Of course the other big part of bringing a character as unique and offbeat as Ned to the big screen was the input of its star, Paul Rudd. “Paul is the perfect guy to bring this character to life,” Peretz said. “It was really important to Paul to never go for a jokey broad stupid thing without having a clear emotional rationale.” The two personalities had a lot in common, at least according to Petetz: “I just think there’s something inherently like Paul in this character, not the naiveté but the general goodness of the character, is really true to who Paul is. We were really trying to make the audience fall in love with this guy.” Anyone who has seen the movie can tell you that this character is really oddly compelling and loving, so Ned wasn't much of a stretch at all.
The Weinsteins picked up the film at Sundance and release it about eight months later, aside from the alteration of the title (from “My Idiot Brother” to “Our Idiot Brother,” which makes a lot of sense, actually), Peretz says it was a pretty idyllic relationship.
“We were really super pleased with what we brought to Sundance and I was over the moon happy to what the response was at Sundance. But there were a couple of things that didn’t turn out the way we wanted,” Peretz explained.
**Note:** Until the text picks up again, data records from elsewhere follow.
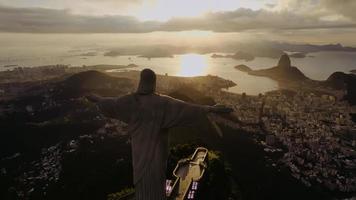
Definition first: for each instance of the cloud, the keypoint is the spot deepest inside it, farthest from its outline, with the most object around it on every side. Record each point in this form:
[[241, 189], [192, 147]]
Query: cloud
[[247, 19], [44, 20], [343, 7], [41, 20]]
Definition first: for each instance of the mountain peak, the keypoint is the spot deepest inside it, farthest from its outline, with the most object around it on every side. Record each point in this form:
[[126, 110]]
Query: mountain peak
[[284, 61]]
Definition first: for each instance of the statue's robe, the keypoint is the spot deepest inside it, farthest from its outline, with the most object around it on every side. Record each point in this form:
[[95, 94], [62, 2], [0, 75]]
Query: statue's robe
[[149, 117]]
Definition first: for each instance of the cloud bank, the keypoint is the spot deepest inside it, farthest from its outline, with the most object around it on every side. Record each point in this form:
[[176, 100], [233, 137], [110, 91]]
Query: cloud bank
[[287, 14]]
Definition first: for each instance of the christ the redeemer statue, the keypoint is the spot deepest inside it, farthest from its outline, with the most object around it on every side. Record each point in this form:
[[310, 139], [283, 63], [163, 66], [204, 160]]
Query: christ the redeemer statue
[[150, 116]]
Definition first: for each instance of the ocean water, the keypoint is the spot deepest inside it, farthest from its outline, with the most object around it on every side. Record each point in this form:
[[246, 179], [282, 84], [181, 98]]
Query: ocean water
[[317, 66]]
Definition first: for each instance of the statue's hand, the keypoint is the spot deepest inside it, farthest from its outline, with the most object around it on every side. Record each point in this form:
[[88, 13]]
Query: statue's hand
[[221, 109], [93, 98]]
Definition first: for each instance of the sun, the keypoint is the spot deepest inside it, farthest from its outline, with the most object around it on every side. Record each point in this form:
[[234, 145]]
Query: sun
[[192, 65]]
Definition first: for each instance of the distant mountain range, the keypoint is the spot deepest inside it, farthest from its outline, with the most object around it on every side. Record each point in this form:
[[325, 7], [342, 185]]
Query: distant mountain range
[[282, 72], [287, 75]]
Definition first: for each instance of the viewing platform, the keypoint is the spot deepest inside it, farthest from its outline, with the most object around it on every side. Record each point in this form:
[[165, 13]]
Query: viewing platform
[[188, 173]]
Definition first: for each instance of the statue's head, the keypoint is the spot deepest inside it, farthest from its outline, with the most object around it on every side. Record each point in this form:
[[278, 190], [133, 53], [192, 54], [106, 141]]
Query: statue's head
[[147, 83]]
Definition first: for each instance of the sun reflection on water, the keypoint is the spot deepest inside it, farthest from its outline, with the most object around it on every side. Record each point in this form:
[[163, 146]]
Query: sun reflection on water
[[192, 65]]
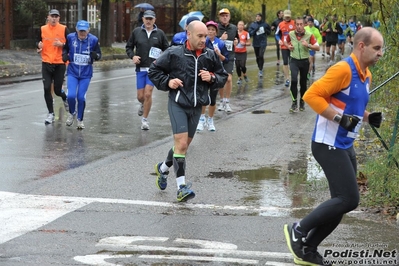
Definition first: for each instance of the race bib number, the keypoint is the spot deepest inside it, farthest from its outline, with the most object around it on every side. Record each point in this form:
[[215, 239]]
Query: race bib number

The Weinsteins, in turn, let him correct what he had wanted to do. “There was a script we gave to our producers before we started shooting it, and what the Weinsteins did was gave us an opportunity to go back to that script,” Peretz said. The main crux of the matter was what both he and Harvey Weinstein felt was an overtly convoluted and emotionally leaden finale. For a man who is often portrayed as a bogeyman, tampering with the filmmakers vision, Peretz makes him sound more like a fairy godmother.
“When I got into conversations with Harvey Weinstein, we talked about how the script had been,” Peretz said. “He asked, ‘Was there anything you would have liked to have done differently?’ It dovetailed with me feeling that we had shot the ending how we had originally scripted. So he gave us the opportunity to shoot the ending the way it was in the original script.”
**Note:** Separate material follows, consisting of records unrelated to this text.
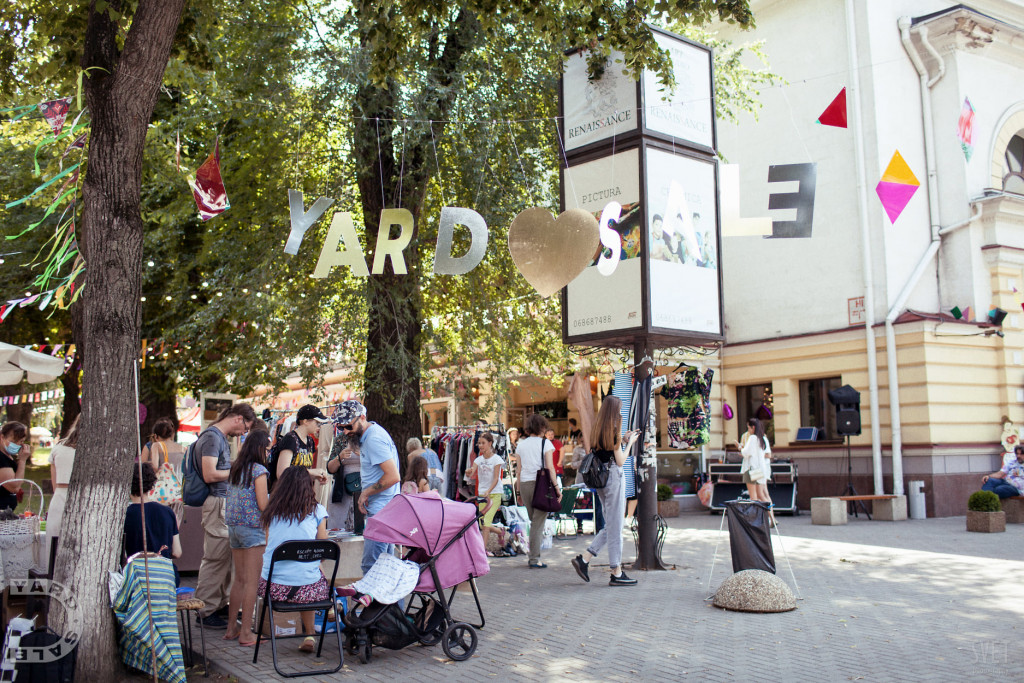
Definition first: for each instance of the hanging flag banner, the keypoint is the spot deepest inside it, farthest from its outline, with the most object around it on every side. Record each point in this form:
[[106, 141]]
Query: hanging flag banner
[[965, 129], [897, 186], [55, 113], [208, 187], [835, 114]]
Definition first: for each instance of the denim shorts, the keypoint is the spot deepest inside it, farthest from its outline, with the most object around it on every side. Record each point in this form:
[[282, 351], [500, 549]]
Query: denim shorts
[[245, 537]]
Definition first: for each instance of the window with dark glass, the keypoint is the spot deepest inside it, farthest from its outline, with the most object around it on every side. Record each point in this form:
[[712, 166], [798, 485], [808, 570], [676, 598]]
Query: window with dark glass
[[756, 400], [815, 411]]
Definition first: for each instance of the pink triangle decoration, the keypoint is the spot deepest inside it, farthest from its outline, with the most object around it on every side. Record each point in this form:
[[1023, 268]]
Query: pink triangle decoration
[[835, 114], [895, 197]]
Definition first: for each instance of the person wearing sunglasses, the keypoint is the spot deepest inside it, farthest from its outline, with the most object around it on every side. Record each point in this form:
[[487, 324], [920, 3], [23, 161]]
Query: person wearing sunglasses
[[378, 469]]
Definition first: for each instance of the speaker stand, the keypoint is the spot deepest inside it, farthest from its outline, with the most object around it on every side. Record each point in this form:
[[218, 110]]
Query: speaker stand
[[850, 491]]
As for the future, Peretz said, “I’ve got a bunch of things I’m working on and one thing we’re waiting for is an actress to decide, but I can’t talk about it yet.” He could be very busy very soon though. “We have something we may shoot this spring,” he teased. One thing that you can bet on is for Rudd and Peretz to reteam in the not-too-distant future. “Today I’m going to talk to him about something,” Peretz said. “We don’t have anything like a script but we’d like to work on something again. It may not be the next movie but he’s one of my favorite actors out there.”
And if Rudd isn’t already one of your favorite actors out there, then his lovable performance in “Our Idiot Brother” will certainly make that so. It’s out on DVD and BluRay now.